(A Grand Love Theme - Kid Loco)
He walked up the stairs from the platform, and along the concourse towards the main entrance. When he got there he stood with the other people looking up at the board. He'd just missed his connection, and the next train was in half an hour. He wasn't in any rush, so it was no big deal. He'd go for a coffee. Platform 6a, platform 6a, platform 6a, he said to himself, although he knew that by the time he'd finished his coffee he'd have forgotten and he'd have to wander back over to the board, find his train in the shifting flicker of signs of departures everywhere else.
He loved travelling by train, even if it was for work. For two or three hours, there was no call on him, he was anonymous and unknown, drifting free in a half-world that was neither where he'd been or where he was going. It often occurred to him that he could get off somewhere he wasn't meant to be, take a connecting train he wasn't meant to take, end up somewhere he'd never been. He never did, but just the thought was enough.

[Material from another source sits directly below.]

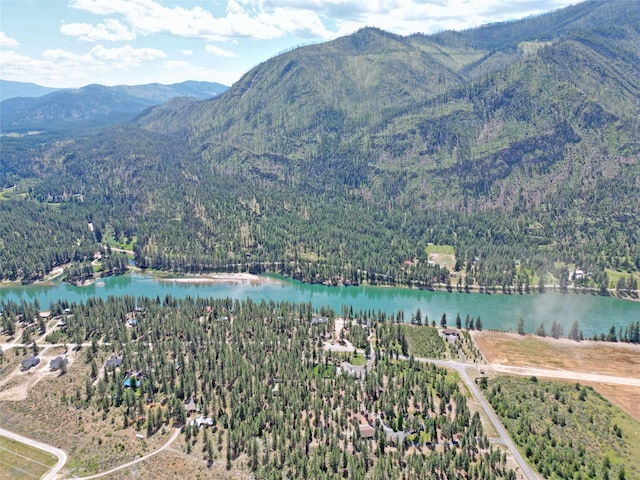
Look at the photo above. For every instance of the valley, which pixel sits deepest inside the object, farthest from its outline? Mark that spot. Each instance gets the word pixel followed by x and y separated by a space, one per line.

He turned to walk towards Costa, a latte and a croissant, twenty minutes watching the world coming and going, and she was stood off to his right, oblivious, staring up at the board and biting her bottom lip in concentration, the way she always did. She wore a suit that looked good on her, had a suitcase on wheels at her feet, and her hand wrapped round a cup of coffee, wrapped around far enough that he could see the wedding ring.
He knew she'd been married, had seen the pictures of the kids on her Facebook album until she changed the settings to friends only. She and he weren't friends because they had been many things but never that, and never would be that, and besides there was new partners and their feelings to think of, and it was easier to try and quarantine the past and shut away temptation. They had split many years before, but whenever they ran into each other that never seemed to stop them, and they would end up in a spiral of stolen nights and recriminations and vows of never again, never again.

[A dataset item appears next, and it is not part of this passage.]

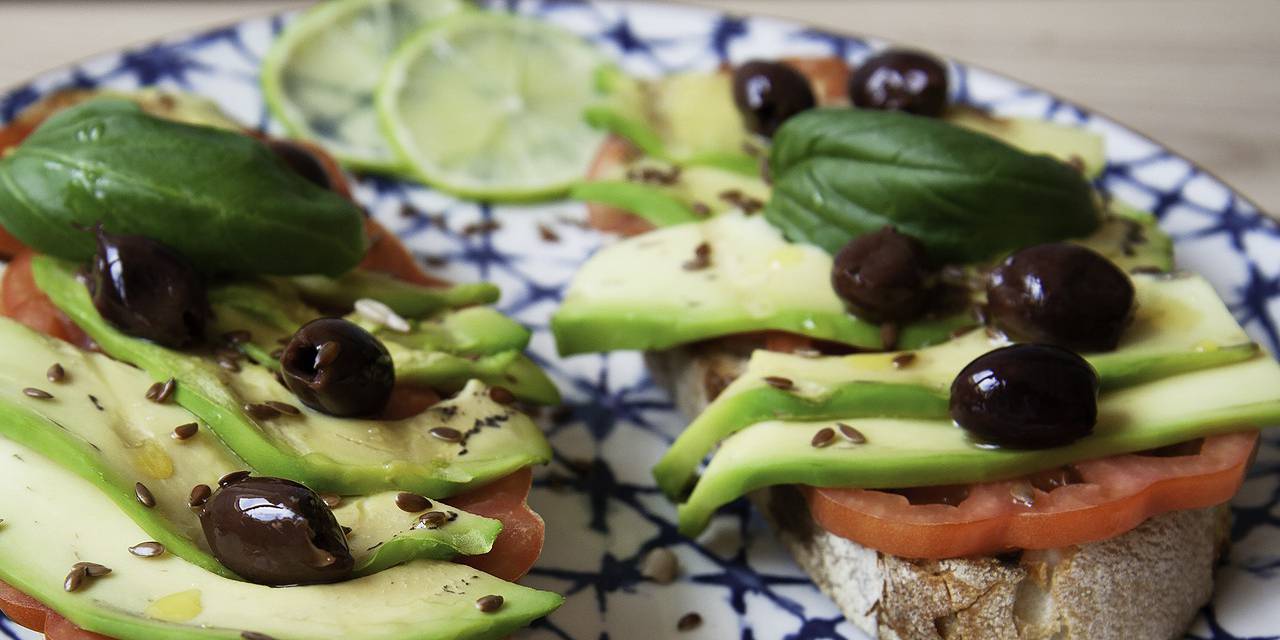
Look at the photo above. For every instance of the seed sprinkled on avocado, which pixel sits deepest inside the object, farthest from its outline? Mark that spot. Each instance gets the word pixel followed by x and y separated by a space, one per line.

He lost two new relationships as a result of it, and she lost her first engagement and all their friends thought that they would get back together in the end, but without knowing how, the two of them knew that it would never work. Then she moved city, and they stopped running into each other, and years passed, and along came marriages and children and songs skipped when they came up on shuffle because they brought back too much.
He watched for a moment. She was older, like him. A few lines and a few pounds but then who hadn't. He knew how it would go, because it had always gone the same. Either they would make time now and miss trains and meetings, or arrangements would be made and numbers would be swapped, and in a week or two they would be in some shitty Premier Inn, closing out the world and falling back into each other as if not a day had passed. There was no doubt. It was like the sun rising, or the rain coming.
He smiled to himself, and he hoped she was happy, and he turned and walked off to platform 6a.